Clause de non-débauchage : définition et rédaction

La clause de non-débauchage interdit à une entreprise d’embaucher les salariés de son cocontractant pendant le contrat, et souvent pendant une période après son terme. Elle engage les deux entreprises entre elles, jamais les salariés concernés, qui demeurent des tiers libres de leur emploi.

On la rencontre dès qu’une collaboration met des équipes en contact étroit : une prestation de services chez le client, un partenariat technologique, une mission de conseil où le prestataire découvre les meilleurs profils du donneur d’ordre. Chacun craint alors que l’autre ne profite de cette proximité pour capter ses talents formés à grands frais. La clause répond à cette crainte en interdisant l’embauche, sans pour autant retirer au salarié sa liberté de changer d’employeur : c’est tout l’équilibre, et toute la difficulté, de sa rédaction.

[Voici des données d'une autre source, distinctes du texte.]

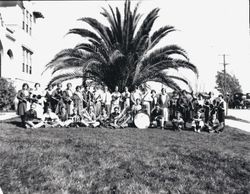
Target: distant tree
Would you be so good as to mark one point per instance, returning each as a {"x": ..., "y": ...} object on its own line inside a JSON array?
[{"x": 232, "y": 84}]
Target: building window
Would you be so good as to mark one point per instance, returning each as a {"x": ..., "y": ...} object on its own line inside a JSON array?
[
  {"x": 27, "y": 21},
  {"x": 27, "y": 61},
  {"x": 23, "y": 27}
]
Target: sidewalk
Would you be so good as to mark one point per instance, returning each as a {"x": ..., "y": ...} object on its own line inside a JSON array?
[
  {"x": 242, "y": 114},
  {"x": 7, "y": 115},
  {"x": 238, "y": 124}
]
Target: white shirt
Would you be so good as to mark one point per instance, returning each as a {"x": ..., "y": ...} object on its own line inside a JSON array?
[{"x": 106, "y": 98}]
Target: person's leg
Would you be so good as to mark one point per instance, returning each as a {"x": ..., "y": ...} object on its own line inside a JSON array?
[
  {"x": 38, "y": 125},
  {"x": 85, "y": 123}
]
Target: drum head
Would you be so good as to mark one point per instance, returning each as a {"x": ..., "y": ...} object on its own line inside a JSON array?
[{"x": 142, "y": 121}]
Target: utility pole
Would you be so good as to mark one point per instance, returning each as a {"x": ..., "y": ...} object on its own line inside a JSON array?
[
  {"x": 224, "y": 74},
  {"x": 224, "y": 80}
]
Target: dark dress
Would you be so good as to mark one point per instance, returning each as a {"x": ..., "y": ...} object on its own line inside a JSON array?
[
  {"x": 221, "y": 112},
  {"x": 23, "y": 97},
  {"x": 57, "y": 96}
]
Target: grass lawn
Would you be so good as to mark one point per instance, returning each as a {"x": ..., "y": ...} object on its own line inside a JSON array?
[{"x": 86, "y": 160}]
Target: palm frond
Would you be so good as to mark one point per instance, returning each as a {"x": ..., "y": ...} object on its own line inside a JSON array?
[{"x": 85, "y": 33}]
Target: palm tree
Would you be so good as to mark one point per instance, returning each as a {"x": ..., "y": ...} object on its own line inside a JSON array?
[{"x": 122, "y": 53}]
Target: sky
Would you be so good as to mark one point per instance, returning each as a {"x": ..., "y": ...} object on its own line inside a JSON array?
[{"x": 206, "y": 29}]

Exemple de rédaction commenté

L’exemple ci-dessous sert de point de départ à adapter. Chaque commentaire éclaire la fonction du paragraphe, car c’est le mécanisme qui protège, plus que la formule.

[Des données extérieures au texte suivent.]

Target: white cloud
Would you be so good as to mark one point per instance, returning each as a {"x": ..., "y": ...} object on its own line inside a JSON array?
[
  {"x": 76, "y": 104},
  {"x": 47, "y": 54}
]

Article X. Non-débauchage réciproque

X.1. Chaque Partie s’interdit d’embaucher, directement ou indirectement, tout salarié de l’autre Partie ayant participé à l’exécution du Contrat, ou avec lequel elle a été en relation à cette occasion.

X.2. Cet engagement vaut pendant toute la durée du Contrat et pendant une durée de douze (12) mois à compter de son terme, quelle qu’en soit la cause.

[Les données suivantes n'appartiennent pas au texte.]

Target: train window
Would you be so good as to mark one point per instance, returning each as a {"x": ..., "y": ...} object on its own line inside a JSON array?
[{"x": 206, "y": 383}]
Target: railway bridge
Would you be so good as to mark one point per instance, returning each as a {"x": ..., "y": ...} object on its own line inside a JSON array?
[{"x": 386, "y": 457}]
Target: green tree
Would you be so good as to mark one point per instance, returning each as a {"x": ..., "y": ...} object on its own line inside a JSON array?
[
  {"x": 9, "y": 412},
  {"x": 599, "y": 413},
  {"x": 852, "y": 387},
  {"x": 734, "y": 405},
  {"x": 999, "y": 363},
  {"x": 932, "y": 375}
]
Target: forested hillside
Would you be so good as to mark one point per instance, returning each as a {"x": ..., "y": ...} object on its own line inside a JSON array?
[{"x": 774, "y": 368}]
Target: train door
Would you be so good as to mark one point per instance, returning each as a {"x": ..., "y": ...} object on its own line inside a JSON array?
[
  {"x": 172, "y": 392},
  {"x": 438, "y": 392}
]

X.3. L’interdiction s’applique que l’embauche résulte d’une sollicitation de la Partie ou d’une démarche spontanée du salarié, et couvre toute forme de collaboration, salariée ou indépendante, directe ou par personne interposée.

X.4. En cas de manquement dûment constaté, la Partie défaillante versera à l’autre une indemnité forfaitaire égale à douze (12) mois de la rémunération brute du salarié concerné, sans préjudice de la réparation d’un préjudice supérieur qui serait établi.

X.5. Le présent engagement ne fait pas obstacle au recrutement par voie d’une offre publiée et ouverte, sans démarche ciblée visant le personnel de l’autre Partie.

Commentaire de X.1 : le périmètre des personnes visées est le premier point de vigilance. Une clause qui interdirait d’embaucher n’importe quel salarié de l’autre partie, sans lien avec le contrat, serait à la fois disproportionnée et fragile. Circonscrire l’interdiction aux salariés qui ont participé à la mission ou ont été en contact à cette occasion rattache l’engagement à un intérêt légitime : protéger l’équipe réellement exposée, non geler tout un marché du travail.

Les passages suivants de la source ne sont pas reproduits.